Blue oval on EV charge
Ford Motor Company is investing the equivalent of about NZ$2.18 billion in its Oakville Assembly Complex to transform it into a high-volume hub of electric vehicle (EV) manufacturing in Canada.
It’s a key part of the company’s plan to scale production of EVs and make them more accessible to millions of customers.
The campus, to be renamed Oakville Electric Vehicle Complex, will begin to retool and modernise in the second quarter of 2024 to prepare for production of next-generation EVs.
This marks the first time a full-line carmaker has announced plans to produce passenger EVs in Canada for the North American market.
The investment allows Ford to repurpose and transform existing buildings into a facility that leverages Ford of Canada’s skilled and experienced workforce.
Ford is taking a diverse strategic approach to transforming its industrial system to expand EV production – building new greenfield sites and also transforming existing manufacturing sites like in Oakville and Cologne, Germany.
The current 487-acre Oakville site includes three body shops, one paint building and one assembly building. The transformed campus will feature an on-site battery plant that will utilise cells and arrays from BlueOval SK Battery Park in Kentucky. Oakville workers will take these components and assemble battery packs that will then be installed in vehicles assembled on-site.
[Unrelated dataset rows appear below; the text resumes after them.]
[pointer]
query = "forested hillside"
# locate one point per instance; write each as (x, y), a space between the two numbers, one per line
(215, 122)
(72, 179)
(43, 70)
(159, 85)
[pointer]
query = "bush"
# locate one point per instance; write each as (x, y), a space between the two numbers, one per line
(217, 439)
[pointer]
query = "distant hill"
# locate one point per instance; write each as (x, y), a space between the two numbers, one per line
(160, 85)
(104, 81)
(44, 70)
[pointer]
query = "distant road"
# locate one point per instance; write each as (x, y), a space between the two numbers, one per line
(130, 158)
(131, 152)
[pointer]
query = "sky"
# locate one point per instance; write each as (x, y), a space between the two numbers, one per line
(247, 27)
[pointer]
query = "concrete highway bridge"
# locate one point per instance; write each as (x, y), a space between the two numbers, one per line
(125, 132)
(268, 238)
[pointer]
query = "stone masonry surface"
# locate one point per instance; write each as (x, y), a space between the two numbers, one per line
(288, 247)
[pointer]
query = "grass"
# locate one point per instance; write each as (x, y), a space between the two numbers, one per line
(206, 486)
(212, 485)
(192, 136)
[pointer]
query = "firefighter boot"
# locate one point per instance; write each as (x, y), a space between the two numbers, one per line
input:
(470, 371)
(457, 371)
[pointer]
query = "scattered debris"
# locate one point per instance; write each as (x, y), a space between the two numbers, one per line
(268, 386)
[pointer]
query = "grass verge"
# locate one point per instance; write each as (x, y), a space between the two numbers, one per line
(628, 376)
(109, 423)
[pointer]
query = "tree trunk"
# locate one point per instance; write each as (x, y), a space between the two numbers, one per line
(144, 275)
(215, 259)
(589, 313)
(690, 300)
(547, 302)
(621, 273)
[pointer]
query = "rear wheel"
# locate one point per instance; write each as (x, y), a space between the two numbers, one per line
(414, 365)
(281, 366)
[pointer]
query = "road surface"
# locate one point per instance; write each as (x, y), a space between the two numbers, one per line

In addition to the Oakville Electric Vehicle Complex upgrades, Ford has also announced it’s creating an all-new EV manufacturing ecosystem in West Tennessee – called BlueOval City – the home of a battery plant and the future home of the marque’s next-generation EV pick-up.
Through a wholly-owned subsidiary, Ford is building a lithium-ion battery plant in Marshall, Michigan. Production is slated to begin in 2026.
It is also modernising its vehicle assembly campus in Cologne, transforming it to become the Ford Cologne Electrification Center – the company’s first EV centre of excellence in Europe. This site will be electric Explorer will be built with production beginning later this year.
Ford, LG Energy Solution and Koç Holding have signed a non-binding memorandum of understanding to build on the largest commercial EV battery cell-production facilities in the European region. The project is on-track to break ground near Ankara, Turkey, later this year, with production to start in 2026.
Ford this year is expanding production of the F-150 Lightning at the Rouge Electric Vehicle Center in Dearborn and the Mustang Mach-E at its Cuautitlan facility in Mexico.